There are advantages to this approach, namely simplicity and familiarity for the majority of programmers today. Most programmers now grow up with the expectation that all declarations within a C# assembly or Java package can be mutually referential. Anecdotal evidence supports the claim that some C# and Java developers reject F# because it requires declaration ordering, though many who persevere come to love that feature.
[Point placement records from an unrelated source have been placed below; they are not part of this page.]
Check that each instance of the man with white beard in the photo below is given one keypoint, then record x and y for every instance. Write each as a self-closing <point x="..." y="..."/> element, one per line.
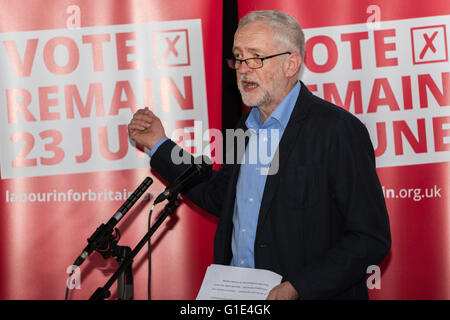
<point x="319" y="219"/>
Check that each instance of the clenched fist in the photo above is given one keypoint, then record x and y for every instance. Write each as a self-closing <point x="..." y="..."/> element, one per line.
<point x="145" y="128"/>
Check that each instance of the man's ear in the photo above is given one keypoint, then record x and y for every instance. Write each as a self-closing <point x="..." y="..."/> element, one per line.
<point x="292" y="64"/>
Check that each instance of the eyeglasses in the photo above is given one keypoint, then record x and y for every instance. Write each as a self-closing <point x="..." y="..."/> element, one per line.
<point x="252" y="63"/>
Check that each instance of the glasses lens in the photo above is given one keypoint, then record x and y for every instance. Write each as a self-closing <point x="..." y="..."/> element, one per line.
<point x="232" y="63"/>
<point x="254" y="63"/>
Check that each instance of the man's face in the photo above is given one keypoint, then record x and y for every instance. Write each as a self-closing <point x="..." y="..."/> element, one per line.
<point x="263" y="87"/>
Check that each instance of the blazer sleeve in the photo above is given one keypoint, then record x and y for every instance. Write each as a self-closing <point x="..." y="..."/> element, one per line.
<point x="357" y="194"/>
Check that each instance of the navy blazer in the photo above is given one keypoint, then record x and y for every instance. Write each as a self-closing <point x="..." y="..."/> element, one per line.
<point x="323" y="218"/>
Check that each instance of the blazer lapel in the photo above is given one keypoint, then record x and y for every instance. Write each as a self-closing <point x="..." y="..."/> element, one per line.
<point x="285" y="147"/>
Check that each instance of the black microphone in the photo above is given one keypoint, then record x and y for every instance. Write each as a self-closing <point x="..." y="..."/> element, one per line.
<point x="100" y="238"/>
<point x="198" y="168"/>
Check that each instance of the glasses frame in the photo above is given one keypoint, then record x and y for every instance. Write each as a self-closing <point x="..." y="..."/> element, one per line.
<point x="233" y="61"/>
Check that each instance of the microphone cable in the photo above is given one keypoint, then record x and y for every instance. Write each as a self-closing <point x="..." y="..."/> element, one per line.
<point x="149" y="280"/>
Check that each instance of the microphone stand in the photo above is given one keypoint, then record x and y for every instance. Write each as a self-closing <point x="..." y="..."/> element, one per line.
<point x="103" y="292"/>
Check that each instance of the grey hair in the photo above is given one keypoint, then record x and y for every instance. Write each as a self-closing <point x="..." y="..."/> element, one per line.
<point x="287" y="29"/>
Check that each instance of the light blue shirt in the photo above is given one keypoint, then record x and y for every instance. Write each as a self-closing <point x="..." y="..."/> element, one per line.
<point x="259" y="154"/>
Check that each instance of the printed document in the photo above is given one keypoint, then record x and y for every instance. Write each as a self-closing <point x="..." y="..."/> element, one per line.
<point x="234" y="283"/>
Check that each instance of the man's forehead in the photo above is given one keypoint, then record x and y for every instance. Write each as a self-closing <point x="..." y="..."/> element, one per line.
<point x="253" y="37"/>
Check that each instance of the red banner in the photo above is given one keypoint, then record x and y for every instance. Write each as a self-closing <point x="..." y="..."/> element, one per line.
<point x="73" y="73"/>
<point x="388" y="63"/>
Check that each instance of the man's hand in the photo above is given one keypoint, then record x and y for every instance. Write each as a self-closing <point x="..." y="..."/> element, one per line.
<point x="283" y="291"/>
<point x="145" y="128"/>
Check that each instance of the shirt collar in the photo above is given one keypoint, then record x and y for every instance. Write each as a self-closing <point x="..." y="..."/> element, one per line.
<point x="279" y="116"/>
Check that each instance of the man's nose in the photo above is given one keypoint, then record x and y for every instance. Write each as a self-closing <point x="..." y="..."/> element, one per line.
<point x="244" y="68"/>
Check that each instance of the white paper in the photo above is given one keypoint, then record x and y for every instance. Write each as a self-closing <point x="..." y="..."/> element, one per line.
<point x="234" y="283"/>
However, there are reasons why full-assembly-recursion, by itself, would a problematic addition for F#, even if optional:

  • If implemented in isolation, it would be seem to change a key characteristic of F# coding (the avoidance of spaghetti frameworks).
  • It would be used too often when not needed. As mentioned above, the ability to minimize and control recursive scopes and to encourage a sound declaration order is regarded a a quality of the language, and by itself the "max" option would seem to offer no useful intermediate points. Specifically, people may be forced to turn on "the big recursion switch" when faced with some of the quite reasonable coding situations outlined at the start of this RFC.
  • It is technically difficult to implement. It certainly minimally requires solving all the problems solved by this RFC. Further, the question of how the feature interacts with signature files would need to be addressed (and that is a non-trivial thing to solve).
  • For a type-inferred, Hindley-Milner-style language, it is technically essentially impossible to provide incremental checking for single files within an assembly where all files are mutually referential. This means that visualIDE tooling performance would be worse when editing large assemblies when this switch is enabled.

These reasons together lead to the conclusion that a "full recursion across assemblies" option is in a different category to this RFC and should be considered and discussed separately.

Unresolved questions

As further issues are identified they will be noted in this RFC.